Go back
February 12, 2018

Menanam Budaya Tertib Baca

[caption id="attachment_371" align="alignleft" width="300"] Location : Library Corner of Simpang Lima Gumul, Kediri[/caption]

Dalam pengasuhan dan pedidikan anak secara tertulis, Ayahnya Yahya dan saya tidak membreakdown rigid tentang apa yang akan kami lakukan. Semisal pekan pertama harus apa, pekan kedua harus bagaimana dan seterusnya. Bukan karena kami berdua tidak ada yang miliki latar belakang keguruan yang piawai menyusun kurikulum pengajaran dan semisalnya, tapi lebih tersebab kami berdua adalah tipikal orang yang liar (eh maaf, apa yaa bahasa tepatnya?) - liar dalam membiarkan gagasan/ide dan inovasi kami berimprovisasi seluas mungkin. Hanya saja batasan skala besarannya tetap kami miliki sebagai kontrol dan tolok ukur.

Tidak jarang, agenda-agendapun kami jalankan secara dadakan. Malamnya kepikiran, besoknya kami jalankan, begitu seringnya. Dengan masih mengedepankan prinsip keseimbangan, re-asesmen tetap diupayakan.

Sepertihalnya dalam menanamkan budaya baca. Upaya-upaya yang kami jalankan tidaklah terjadwal secara saklek kapan si kecil harus baca atau dibacakan buku. Tidak menjadikan aktivitas ini sebagai kewajiban yang menghadirkan rasa 'berdosa' apabila tidak menjalankannya. Lantas yang kami lakukan apa?

Pertama, memegang teguh komitmen. Komitmen menjadikan buku sebagai sumber ilmu, menjadi perintah dan kebaikan yang membawa kebaikan serta membaca adalah kebutuhan.
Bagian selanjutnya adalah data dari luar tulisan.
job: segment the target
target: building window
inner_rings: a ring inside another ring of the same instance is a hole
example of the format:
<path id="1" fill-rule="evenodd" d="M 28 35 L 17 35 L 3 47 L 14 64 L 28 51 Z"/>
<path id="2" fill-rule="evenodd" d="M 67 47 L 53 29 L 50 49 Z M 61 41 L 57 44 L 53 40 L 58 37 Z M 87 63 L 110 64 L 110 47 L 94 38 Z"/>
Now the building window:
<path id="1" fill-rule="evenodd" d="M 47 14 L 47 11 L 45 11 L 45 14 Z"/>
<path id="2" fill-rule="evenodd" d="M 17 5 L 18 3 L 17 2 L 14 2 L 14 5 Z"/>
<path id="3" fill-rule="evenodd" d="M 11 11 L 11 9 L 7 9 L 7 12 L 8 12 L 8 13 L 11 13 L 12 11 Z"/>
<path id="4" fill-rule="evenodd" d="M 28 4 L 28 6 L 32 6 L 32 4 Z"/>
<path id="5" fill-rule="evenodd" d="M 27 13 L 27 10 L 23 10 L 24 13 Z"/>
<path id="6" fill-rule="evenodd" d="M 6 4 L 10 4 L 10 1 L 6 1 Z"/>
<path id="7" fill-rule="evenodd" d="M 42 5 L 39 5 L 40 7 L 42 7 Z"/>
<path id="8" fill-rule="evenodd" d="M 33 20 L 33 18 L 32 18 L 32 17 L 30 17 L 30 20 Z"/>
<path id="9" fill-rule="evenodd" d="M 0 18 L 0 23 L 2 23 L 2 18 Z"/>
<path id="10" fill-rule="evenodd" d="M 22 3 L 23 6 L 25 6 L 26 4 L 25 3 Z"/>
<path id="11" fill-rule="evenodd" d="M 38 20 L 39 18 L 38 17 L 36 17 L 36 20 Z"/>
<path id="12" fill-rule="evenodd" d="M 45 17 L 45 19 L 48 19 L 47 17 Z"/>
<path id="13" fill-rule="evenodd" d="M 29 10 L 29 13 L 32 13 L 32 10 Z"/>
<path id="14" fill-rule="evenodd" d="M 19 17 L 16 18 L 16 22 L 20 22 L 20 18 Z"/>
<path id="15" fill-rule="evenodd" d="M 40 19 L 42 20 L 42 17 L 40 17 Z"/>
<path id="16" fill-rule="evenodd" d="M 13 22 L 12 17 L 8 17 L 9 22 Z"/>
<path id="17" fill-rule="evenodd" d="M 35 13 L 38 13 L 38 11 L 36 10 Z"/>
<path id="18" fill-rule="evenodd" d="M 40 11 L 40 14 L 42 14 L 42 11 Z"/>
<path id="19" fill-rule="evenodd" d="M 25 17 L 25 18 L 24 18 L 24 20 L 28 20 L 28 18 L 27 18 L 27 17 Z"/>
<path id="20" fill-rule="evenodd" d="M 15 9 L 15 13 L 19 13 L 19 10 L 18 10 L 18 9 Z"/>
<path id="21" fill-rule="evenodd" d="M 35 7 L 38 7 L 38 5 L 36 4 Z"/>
Kami butuh maka kami baca, lantas komitmen yang menginternalisasi itulah yang kami jadikan bekal untuk memberi keteladanan. Bukan memaksakan, kami baca didekat si kecil-si kecil mendekati, merebut buku yang kami baca, menjadikannya sebagai mainan (bahkan beberapa kali buku sampai lusuh, robek padahal belum tuntas dibaca), namun hingga tiba di akhirnya ia meminta buku dengan sendirinya. Sekedar dibolak balik, dilihatin gambarnya sampai ditunjuk-tunjuk di ajak bicara (sampai usia si kecil menginjak 1 tahun).

Kedua, memfamiliarkan ia pada buku. Selain kami beraktivitas baca-membaca di dekat si kecil, yang kami lakukan adalah mendekatkan dia pada buku. Kami pilihkan boardbook untuk buku khusus si kecil, agar lebih aman. Apa si kecil langsung tertarik? Tidak. Kami hanya mendekatkan buku itu dengan tempat penyimpanan mainan-mainannya, secara tidak langsung ia akan melihat buku, beberapa waktu memainkannya- mulanya sebagai mobil-mobilan, sebagai rumah-rumahan namun kemudian ia mulai mengenal kalau itu adalah buku. Setelah teramati intensitas ia mulai banyak dengan buku, kami sampaikan ke dia untuk memindah buku di rak dan lemari buku. Kami tunjukkan. Sampai kemudian ia paham kalau mau mencari buku, letaknya di sana, ia mencari dengan sendirinya, minta dibacakan dan seterusnya.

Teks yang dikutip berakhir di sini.